The Pause that Refreshes
In 2008 (as best I can remember) I began writing a column for the Tunica Times, a weekly newspaper published in Tunica, Mississippi. At the time I was serving a church in that town as interim pastor. I continued writing the column until I moved to my current church, Graceland Christian (Disciples of Christ) in Southaven, Mississippi. I didn’t feel comfortable writing for a newspaper located in a town I no longer had a direct connection with, so I switched to blogging. I’ve been doing this ever since, writing every week unless we were out of town on vacation. For a while I even wrote then, until I figured out that vacations were supposed to be a rest period from ordinary activities.
I’ve referred to this blog as my therapy. Writing is good for me. It helps me organize my thinking. I’ve worked out a lot of my own theology by sitting down each week at the computer and wrestling with a topic or a passage of scripture to try to decide what I believe. I’m not sure I understand God any better than when I started writing, but I feel more confident in many of my beliefs.
Recently this writing has become more of a chore than a pleasure. It’s time for me to step away for a while.
Some of you may remember the product for which the title of this piece was once a slogan. I will not mention that product in case using its name might involve copyright infringement. This phrase represents my thinking and feeling at this moment.

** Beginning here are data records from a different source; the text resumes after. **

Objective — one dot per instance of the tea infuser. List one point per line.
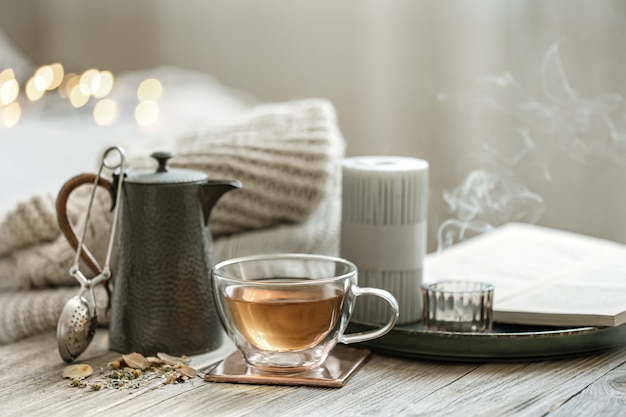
(77, 323)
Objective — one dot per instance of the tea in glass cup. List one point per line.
(286, 312)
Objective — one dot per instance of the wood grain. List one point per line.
(31, 383)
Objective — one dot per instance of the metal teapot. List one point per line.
(162, 299)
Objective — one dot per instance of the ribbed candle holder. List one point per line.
(384, 213)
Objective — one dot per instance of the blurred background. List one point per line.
(518, 106)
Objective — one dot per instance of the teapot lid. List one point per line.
(165, 175)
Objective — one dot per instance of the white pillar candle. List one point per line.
(384, 212)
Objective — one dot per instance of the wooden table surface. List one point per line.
(31, 383)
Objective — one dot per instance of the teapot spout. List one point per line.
(212, 191)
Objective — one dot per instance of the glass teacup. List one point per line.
(286, 312)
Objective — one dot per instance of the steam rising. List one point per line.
(527, 134)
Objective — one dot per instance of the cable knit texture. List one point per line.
(288, 158)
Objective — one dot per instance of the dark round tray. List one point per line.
(505, 342)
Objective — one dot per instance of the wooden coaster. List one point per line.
(340, 365)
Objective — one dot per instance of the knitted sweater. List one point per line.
(288, 158)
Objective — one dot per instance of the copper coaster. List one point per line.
(340, 365)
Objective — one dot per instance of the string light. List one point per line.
(78, 89)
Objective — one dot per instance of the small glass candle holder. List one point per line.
(458, 306)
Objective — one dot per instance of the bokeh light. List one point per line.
(105, 84)
(78, 89)
(9, 87)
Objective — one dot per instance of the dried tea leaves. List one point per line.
(133, 370)
(76, 373)
(79, 371)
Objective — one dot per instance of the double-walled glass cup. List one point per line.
(286, 312)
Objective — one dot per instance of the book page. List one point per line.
(539, 271)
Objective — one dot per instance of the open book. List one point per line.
(541, 276)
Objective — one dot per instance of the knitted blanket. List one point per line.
(288, 158)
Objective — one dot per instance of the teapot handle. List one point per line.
(63, 220)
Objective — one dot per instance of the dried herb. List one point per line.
(133, 371)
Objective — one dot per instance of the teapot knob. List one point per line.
(162, 158)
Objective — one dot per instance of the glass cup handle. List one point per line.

How long will this pause last? I’m not sure. It may be a week, or a month, or longer, even much longer. The simple answer is, I guess, until I feel refreshed.
This is not an easy decision, nor one quickly arrived at. I’ve been considering this for a while now. I will spend this week as I do every week. I write my first draft on Monday or Tuesday, then review it each day for the rest of the week, making changes, and, I hope, improving my work. Lately I’ve found myself putting off writing until Wednesday, a sign, I think, that I need a rest.
I’m writing this on Tuesday. I’ll review it throughout the week. If by Sunday I still believe this is the right decision, I’ll publish it. If not, I’ll make some excuse for not writing this week and begin again next Monday. I think that’s the fairest I can be to myself.
This may come across as self-serving, and perhaps it is. But perhaps that’s all right. One thing I’ve learned over the past year is how wonderful retirement can be when I let go of things. I think the lesson I’m learning is that sometimes it’s okay to be self-serving, to let go of things and enjoy a slower pace of life. At least that’s where my thinking is right now.
And so I press the pause button. To you who have been with me on this journey, thank you for your companionship and your attention.
May the Lord watch between thee and me while we are absent from one another.